Coincidentally, Jacob deGrom also got 29 out of 30 first place votes when he was named the Cy Young Award winner last season, when the San Diego Union Tribune's John Maffei voted for Max Scherzer over deGrom.
Maffei infamously was uninterested in discussing his decision, hanging up on WFAN's Steve Somers when the radio host attempted to find some kind of explanation for not voting for deGrom.
This year, it was The Athletic's Andrew Baggarly preventing Alonso from a unanimous selection, instead opting for Braves pitcher Mike Soroka. But rather than refusing to explain himself, Baggarly did the opposite, throwing himself at the mercy of Mets fans with a full explanation in print form.
"Hi, Mets fans. Please don't hate me for voting Mike Soroka over Pete Alonso for NL Rookie of the Year," reads the headline of the piece. Baggarly, having covered the San Francisco Giants beat for the past 15 seasons, seems to be aware he's not likely to make any new friends on the east coast.
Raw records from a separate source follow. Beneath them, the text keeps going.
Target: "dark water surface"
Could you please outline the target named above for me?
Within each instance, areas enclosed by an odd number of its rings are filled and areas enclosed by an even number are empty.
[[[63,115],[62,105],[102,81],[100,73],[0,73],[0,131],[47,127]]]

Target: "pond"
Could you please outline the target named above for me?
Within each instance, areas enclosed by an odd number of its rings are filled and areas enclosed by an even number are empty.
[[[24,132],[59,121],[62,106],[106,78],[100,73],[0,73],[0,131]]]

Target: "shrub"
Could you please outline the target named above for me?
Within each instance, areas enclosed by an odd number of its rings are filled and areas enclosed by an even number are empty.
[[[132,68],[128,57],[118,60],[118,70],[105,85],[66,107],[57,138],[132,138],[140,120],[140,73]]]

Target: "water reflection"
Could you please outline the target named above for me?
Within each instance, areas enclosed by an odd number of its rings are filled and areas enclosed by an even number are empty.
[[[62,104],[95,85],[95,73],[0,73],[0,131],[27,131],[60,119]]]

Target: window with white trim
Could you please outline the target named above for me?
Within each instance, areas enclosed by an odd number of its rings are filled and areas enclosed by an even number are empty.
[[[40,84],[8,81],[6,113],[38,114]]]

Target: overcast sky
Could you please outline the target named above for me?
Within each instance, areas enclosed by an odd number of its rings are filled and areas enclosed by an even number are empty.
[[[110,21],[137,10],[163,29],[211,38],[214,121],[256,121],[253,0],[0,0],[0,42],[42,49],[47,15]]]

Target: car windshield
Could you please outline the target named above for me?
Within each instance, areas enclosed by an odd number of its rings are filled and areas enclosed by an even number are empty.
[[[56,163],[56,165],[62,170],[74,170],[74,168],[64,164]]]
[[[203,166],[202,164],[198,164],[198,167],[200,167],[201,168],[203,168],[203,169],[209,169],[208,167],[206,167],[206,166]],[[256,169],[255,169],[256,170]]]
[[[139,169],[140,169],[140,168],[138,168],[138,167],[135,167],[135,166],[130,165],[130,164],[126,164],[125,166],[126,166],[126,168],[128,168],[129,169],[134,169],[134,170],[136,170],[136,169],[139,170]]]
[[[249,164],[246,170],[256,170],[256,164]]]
Citing rising home run totals throughout baseball and a host of advanced metrics, Baggarly explained that, in his opinion, Soroka keeping opposing hitters in the ballpark was more noteworthy than Alonso blasting pitches out of them. The Braves pitcher outranked Alonso in Win Probability Added, Wins Above Average and bWAR.
"In other words … using the most respected current statistical measures that allow us to make the least dodgy comparison between a right-handed pitcher and a slugging first baseman, yes, you can make a clear case that Soroka's season was every bit as valuable if not more so than Alonso's.
As impressive as Alonso was, as much as he captivated all of Queens, as swell a guy as he is, as compelling as his personal narrative might be, I just couldn't get past this basic conclusion:
What Soroka did was more impressive.
What could be harder in today's major-league climate with its Top Flite balls and 30-homer 7-hole hitters than to be a rookie pitcher? And what skill is more rare and valuable than the ability to keep the ball in the ballpark?"
Baggarly went on to break down the debate using advanced metrics, but knew that no matter what he said to justify his vote, it wasn't going to make Mets fans feel that much better.
"It will be bad, they told me," Baggarly writes. "Very, very bad. Mets Twitter is a special flavor of Twitter."
So how bad is it going to be? Are you swayed by Baggarly's statistical breakdown, or will he rue the day he ran afoul of Mets fans everywhere?